Tidak hanya itu, Andiani juga mengatakan bahwa berdasarkan Peta Prakiraan Terjadinya Gerakan Tanah Bulan Februari 2021 di Kabupaten Subang, ruas Jalan Tol Cipali km 122 juga berada pada wilayah dengan potensi gerakan tanah rendah.

"Artinya, pada zona ini jarang terjadi gerakan tanah, kecuali pada daerah yang berbatasan dengan lembah sungai dan gawir atau jika lereng mengalami gangguan. Gerakan tanah lama (di sekitar lokasi bencana) pun telah mantap kembali," paparnya.

Baca juga: Tol Cipali Ambles 30 Meter, Kakorlantas Mabes Polri: Atasi Macet Contra Flow Dipangkas


Berdasarkan hasil analisa tersebut, Andiani menduga, salah satu penyebab bencana gerakan tanah tersebut akibat material timbunan yang belum padu yang menyebabkan lokasi bencana mudah erosi.

"Faktor penyebab gerakan tanah itu kemungkinan (akibat) material timbunan yang kurang padu atau mudah erosi," katanya.

Selain kurang padunya material timbunan, Andiani pun menyebutkan tiga faktor lainnya yang diperkirakan menjadi penyebab peristiwa tersebut, yakni kemiringan lereng yang tidak tercantum curam, sehingga gerakan tanah relatif lambat dan pengaruh dari erosi air permukaan (air hujan maupun aliran sungai) di kaki lereng mengingat lokasi bencana berada tidak jauh dari sungai besar.

"Terakhir, curah hujan yang tinggi menjadi pemicu terjadinya gerakan tanah," kata Andiani.

Baca: Jalan Tol Cipali Km 122 Arah Jakarta Ambles dan Retak, Diberlakukan Contraflow

Berdasarkan faktor-faktor penyebab tersebut, Andiani merekomendasikan perbaikan segera terhadap jalan tol yang retak dan amblas, menutup retakan dan dipadatkan agar air tidak meresap ke dalamnya yang dapat mempercepat pergerakan, dan mengarahkan aliran air permukaan agar area retakan.

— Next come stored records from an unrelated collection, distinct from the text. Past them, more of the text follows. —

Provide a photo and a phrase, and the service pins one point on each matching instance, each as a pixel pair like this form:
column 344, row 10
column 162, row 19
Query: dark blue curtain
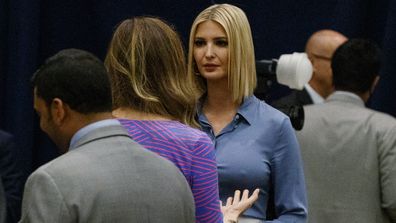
column 30, row 31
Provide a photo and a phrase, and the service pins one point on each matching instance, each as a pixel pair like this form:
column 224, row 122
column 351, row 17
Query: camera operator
column 319, row 48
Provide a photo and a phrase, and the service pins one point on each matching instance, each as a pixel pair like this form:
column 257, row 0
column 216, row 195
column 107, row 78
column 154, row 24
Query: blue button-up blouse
column 259, row 149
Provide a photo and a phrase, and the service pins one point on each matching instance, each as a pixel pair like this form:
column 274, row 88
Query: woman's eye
column 199, row 43
column 222, row 43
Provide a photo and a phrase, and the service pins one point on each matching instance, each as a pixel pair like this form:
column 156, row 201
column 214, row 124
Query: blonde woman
column 255, row 144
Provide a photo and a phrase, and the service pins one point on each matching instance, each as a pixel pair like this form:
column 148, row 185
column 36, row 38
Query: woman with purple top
column 154, row 101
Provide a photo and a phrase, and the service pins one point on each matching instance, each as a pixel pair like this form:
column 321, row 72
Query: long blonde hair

"Membuat perkuatan lereng di tepian badan jalan yang berada dekat dengan sungai untuk mengurangi laju erosi dan meningkatkan kestabilan lereng," tandasnya.

Sementara Departemen Head CCO ASTRA Tol Cipali Theresia Dyah kepada SINDOnews, mengatakan, pihaknya saat ini fokus di penanganan perbaikan jalan yang mengalami keretakan dan ambles.

"Kita fokuskan dulu untuk penanganan pembuatan jalan sementara agar lalu lintas bisa dilalui secara normal oleh kendaraan," kata Theresia Dyah, Jumat sore (12/2/2021).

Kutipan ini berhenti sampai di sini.